As soon as you start to do the kind of broad-based, management-level work you find in posts like the one I wrote about last time, though, you really should have—and employers should require—an MLIS or equivalent. Sure, the degree can be, and often is, used as a gatekeeper requirement for a position, but ideally it is evidence that you have committed to the profession and to learning more about higher levels of administering that profession, and are capable of the kinds of responsibilities that you would expect to find at Master-level work. When you put someone with just a BA into a position like that, you devalue the professional degree, you run the very real risk of overwhelming your new employee, and you waste a lot of time, money, and energy on bringing said employee up to speed on the skills and theory he/she needs to not just do the job, but to do the job well.

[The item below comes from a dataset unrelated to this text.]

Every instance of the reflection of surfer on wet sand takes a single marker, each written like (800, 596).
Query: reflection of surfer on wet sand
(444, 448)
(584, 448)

Don’t just take my word for it, though. Here’s Arlene in the comments of my last post:
The reason you demand a masters degree in archival studies for an entry level position including those without a management component is so that you get pre-prepared employees who have already read the major texts in the field. So you don’t have to spend time explaining things like appraisal theory. And, if they’ve come out of a good school, they already have some hands-on experience through practicums or internships. I know of no bachelor’s degree that is offering archival education at a level that would suffice. I’d much rather spend my time training the new employee to do things my way than to have them spend three months reading Posner, Boles, Danielson, etc, just to get the concepts.
So, yeah, she just said in 100 words what took me 1400. Apparently just because I have an MLS doesn’t mean that I have a handle on the whole “Brevity” thing.